U.K. Watchdog: BBC Severance Pay Has 'Too Often' Been Excessive
LONDON – The BBC has breached its own policies on severance payments "too often" and without good reason, exceeding contractual entitlements and putting public trust at risk, Britain's National Audit Office said in a report published Monday.
The spending watchdog found that the severance payments for BBC managers have overall provided "poor value for money." It cited the controversial severance pay for BBC director general George Entwistle, who resigned last fall amid the Jimmy Savile abuse scandal, as one example of insufficient oversight of payouts to top managers.
"Decisions to award severance payments that exceed contractual entitlements have, until recently, been subject to insufficient challenge and oversight," it concluded, citing 60 sample cases of "unusual payments that were subject to little central assessment of the potential risks to the BBC of making them."

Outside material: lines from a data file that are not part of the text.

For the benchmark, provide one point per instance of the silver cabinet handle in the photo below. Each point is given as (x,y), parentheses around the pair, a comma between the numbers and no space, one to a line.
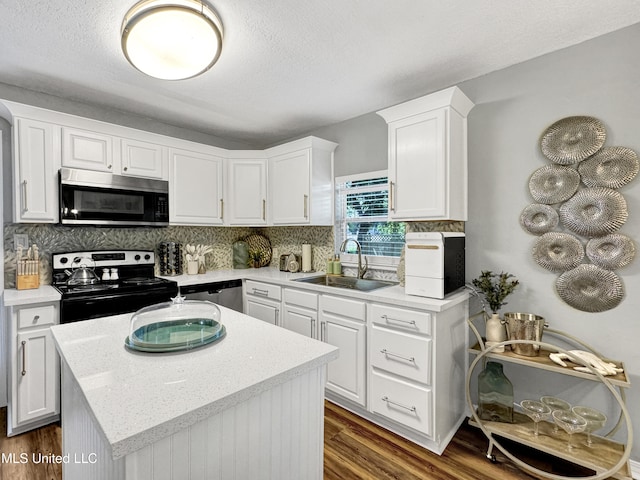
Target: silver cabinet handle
(386,318)
(26,195)
(411,409)
(24,358)
(384,351)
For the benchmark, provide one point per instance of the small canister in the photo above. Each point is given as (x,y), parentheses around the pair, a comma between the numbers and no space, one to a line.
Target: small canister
(525,326)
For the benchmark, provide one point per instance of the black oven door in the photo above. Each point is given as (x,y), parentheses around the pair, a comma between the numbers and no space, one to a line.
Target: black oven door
(86,307)
(112,200)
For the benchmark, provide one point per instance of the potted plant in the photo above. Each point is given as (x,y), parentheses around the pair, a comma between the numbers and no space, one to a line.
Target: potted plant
(495,288)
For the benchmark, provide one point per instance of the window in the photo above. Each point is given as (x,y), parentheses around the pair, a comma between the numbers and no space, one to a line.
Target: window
(362,215)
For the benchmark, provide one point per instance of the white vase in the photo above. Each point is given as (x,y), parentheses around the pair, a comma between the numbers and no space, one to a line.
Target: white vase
(495,332)
(192,267)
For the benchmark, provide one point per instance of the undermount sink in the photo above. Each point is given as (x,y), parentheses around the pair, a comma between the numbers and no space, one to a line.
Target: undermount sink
(361,284)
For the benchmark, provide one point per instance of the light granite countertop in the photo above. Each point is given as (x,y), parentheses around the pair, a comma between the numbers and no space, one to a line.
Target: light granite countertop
(139,398)
(393,294)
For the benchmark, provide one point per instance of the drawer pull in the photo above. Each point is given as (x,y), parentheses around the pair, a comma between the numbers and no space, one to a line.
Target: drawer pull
(386,318)
(384,351)
(386,399)
(24,358)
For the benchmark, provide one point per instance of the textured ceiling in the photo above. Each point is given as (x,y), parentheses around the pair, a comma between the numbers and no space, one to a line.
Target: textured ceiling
(290,66)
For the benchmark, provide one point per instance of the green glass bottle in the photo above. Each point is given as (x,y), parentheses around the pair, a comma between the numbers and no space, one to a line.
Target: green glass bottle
(495,394)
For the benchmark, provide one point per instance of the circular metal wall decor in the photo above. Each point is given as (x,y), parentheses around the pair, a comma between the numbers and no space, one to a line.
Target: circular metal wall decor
(611,251)
(538,218)
(572,139)
(590,288)
(594,212)
(553,184)
(558,252)
(611,167)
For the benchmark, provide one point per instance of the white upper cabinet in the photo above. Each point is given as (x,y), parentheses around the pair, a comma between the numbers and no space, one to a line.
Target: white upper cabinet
(301,182)
(428,157)
(246,191)
(196,195)
(36,149)
(143,159)
(88,150)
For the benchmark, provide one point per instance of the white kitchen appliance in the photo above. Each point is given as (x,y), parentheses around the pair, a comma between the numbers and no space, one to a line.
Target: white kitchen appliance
(434,263)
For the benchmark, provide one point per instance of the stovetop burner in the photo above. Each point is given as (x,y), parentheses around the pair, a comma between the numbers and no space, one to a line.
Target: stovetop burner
(136,286)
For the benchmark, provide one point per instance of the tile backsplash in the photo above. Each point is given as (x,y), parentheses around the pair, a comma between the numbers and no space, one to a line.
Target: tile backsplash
(52,238)
(57,238)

The BBC Trust paid Entwistle $723,000 (£475,000) after announcing his resignation. "This included three weeks' salary worth $38,000 (£25,000) that was not part of his severance payment of $685,000 (£450,000)," the report concluded.
The watchdog's report for the BBC Trust, the public broadcaster's governing body, did find, however, that the savings the BBC has made from cutting top executives have exceeded the cost of severance payments.
Among the NAO's recommendations are that the BBC include within its remuneration strategy "principles that will guide decisions on severance entitlements and ensure that its revised severance polices are communicated clearly and consistently applied." The BBC should also increase scrutiny of severance payments that go beyond standard entitlements, the report said.
The BBC Trust said it accepted the recommendations and would "ensure they are implemented in full."
New director general Tony Hall said in April that the BBC plans to cap severance payments at a full year of salary or $228,000 (£150,000), depending on whichever is lower.